В Ландаре мы планировали задержаться на несколько дней, чтобы наконец-то оказаться в очаге цивилизации, со всеми ее прелестями. Горячей ванной, вкусным и обильным ужином, мягкой постелью, куда не заползет ни один ядовитый или просто кусачий гад. Когда не единожды проснешься, от громкого крика ночной птицы, которая в твоем сне покажется смертельной опасностью.
— Особенно беспокоиться нечего, — уверенно заявил Курт Стаккер. — Даже четыре сотни крестьян нам по силам, все-таки не регулярные войска. Хотя, конечно же, столкновения хотелось бы избежать
Ночь мы провели без раскинутых шатров, готовящегося в очагах ужина, запах которого дразнит так, что едва дождешься, когда он наконец будет готов. И в постоянном ожидании нападения. А на следующий день, ближе к полудню, столкнулись с ними, что называется, нос к носу, причем неожиданно для обеих сторон.
Незадолго до нашей встречи, мы ехали и разговаривали с Клаусом.
— Знаешь, Даниэль, в очередной раз хочу признаться — весьма тому рад, что отец уговорил тебя отправиться в Клаундстон вместе со мной.
Откровенно говоря, тема разговора немало меня тяготила. И если раньше удавалось избегнуть ее, переводя все в шутку, то сейчас попросту не получилось. Ничего подходящего в голову не пришло: обстановка была довольно нервозной.

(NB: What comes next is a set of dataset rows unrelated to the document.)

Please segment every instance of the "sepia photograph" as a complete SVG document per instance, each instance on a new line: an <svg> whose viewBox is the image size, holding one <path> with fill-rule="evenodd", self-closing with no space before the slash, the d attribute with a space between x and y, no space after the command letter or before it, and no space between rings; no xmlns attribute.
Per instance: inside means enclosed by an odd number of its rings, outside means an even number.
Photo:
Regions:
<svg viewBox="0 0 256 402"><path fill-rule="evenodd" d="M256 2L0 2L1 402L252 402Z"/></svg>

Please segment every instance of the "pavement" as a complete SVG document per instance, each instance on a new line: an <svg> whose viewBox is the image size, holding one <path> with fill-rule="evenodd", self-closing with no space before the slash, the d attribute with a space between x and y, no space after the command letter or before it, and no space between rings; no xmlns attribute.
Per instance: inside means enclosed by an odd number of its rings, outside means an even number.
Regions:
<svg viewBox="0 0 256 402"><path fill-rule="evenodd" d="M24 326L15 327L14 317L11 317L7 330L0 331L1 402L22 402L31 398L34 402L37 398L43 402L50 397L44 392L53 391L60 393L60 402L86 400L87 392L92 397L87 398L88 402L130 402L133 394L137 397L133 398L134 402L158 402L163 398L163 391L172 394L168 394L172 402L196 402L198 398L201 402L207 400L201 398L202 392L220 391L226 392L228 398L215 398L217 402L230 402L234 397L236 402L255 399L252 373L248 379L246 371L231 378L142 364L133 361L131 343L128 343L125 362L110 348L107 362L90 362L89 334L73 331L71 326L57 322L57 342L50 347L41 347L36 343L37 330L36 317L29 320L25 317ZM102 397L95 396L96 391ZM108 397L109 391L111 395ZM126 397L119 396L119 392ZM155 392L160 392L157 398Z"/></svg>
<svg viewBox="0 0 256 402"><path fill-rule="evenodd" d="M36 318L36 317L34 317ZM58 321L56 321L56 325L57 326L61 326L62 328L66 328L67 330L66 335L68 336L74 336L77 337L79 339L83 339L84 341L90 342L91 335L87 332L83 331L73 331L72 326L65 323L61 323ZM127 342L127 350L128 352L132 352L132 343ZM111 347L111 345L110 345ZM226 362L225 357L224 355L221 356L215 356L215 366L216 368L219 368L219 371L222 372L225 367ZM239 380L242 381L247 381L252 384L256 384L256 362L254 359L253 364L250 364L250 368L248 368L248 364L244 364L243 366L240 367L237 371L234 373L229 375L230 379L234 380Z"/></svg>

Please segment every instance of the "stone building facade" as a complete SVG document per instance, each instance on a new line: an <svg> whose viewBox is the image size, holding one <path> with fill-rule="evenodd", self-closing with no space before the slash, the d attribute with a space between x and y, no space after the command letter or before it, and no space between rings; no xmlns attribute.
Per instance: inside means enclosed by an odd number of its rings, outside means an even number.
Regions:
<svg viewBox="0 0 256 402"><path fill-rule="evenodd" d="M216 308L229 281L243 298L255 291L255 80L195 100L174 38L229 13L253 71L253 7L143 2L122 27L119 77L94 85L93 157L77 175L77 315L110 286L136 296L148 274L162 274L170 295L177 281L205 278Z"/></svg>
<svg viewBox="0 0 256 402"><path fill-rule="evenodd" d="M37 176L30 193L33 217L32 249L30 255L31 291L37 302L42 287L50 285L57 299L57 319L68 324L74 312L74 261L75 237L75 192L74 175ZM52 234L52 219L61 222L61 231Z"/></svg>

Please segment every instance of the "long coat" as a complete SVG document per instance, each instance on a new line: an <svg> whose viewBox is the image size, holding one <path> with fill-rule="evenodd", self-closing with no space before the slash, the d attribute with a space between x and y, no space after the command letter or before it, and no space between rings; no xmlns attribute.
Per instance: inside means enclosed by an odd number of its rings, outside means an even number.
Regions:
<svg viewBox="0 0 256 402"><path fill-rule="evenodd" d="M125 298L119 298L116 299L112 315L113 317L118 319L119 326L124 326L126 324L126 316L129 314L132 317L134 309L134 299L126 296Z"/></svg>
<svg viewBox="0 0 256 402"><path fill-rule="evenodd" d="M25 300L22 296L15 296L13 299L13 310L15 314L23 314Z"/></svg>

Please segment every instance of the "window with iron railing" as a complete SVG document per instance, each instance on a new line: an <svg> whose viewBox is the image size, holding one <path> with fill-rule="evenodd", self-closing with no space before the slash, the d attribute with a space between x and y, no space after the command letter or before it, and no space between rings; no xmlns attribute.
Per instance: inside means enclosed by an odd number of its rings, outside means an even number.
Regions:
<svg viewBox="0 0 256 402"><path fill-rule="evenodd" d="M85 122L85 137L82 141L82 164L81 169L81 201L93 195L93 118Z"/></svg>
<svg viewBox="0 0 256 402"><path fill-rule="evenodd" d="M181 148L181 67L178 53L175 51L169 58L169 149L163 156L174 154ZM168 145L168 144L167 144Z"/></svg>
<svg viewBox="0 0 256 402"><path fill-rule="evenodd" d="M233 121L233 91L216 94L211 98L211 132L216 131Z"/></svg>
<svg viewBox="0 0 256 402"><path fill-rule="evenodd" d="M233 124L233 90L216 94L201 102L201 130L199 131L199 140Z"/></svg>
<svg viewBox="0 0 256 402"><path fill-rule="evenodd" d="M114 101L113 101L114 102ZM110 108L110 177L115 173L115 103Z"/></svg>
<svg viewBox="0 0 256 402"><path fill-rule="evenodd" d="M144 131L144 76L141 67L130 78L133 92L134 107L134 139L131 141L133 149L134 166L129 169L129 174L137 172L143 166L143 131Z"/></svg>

— Отец передал тебе подробности разговора? — осторожно поинтересовался я.
— В общих чертах. И еще он сказал, что ты обрадовался возможности на время покинуть столицу, слишком тебе в ней надоело.
«Значит, не передал. Если разобраться, Стивен сар Штраузен попросту меня купил, когда сжег мои долговые расписки. И вспоминая об этом факте, всякий раз пытаюсь найти себе оправдания. Мол, попроси об услуге Клаус, мне бы не устоять. Но ведь все было иначе, и он ни о чем меня не просил! Или это стало бы следующим шагом отца, в случае, если бы его попытка убедить меня не удалась? И что может быть хуже, чем оправдываться перед кем бы то ни было, а тем более перед самим собой?»
И еще сам собой напрашивается вопрос.
Тот разговор в Нантунете с Клаусом, накануне нашего из него убытия, он как-то вяжется с его уверениями, что именно я — главная фигура в затеянной Стивеном сар Штраузеном игре? Или все-таки нет? Клаус и сам может всего не знать, и заявление сделал с убежденностью только в силу того — он полностью верит в то, что сказал. Насколько его знаю, он не может быть двуличным, в отличие от отца.
Что я думаю обо всем этом сам? Еще не определился. Да, моя родословная позволяет занять королевский трон Ландаргии, но насколько он мне нужен? Утверждают, ничем не ограниченная власть — это самое сладкое, что только может существовать на белом свете. С ней не сравнится ничто — ни огромное состояние, ни бешенный успех у женщин, ни даже всемирная слава.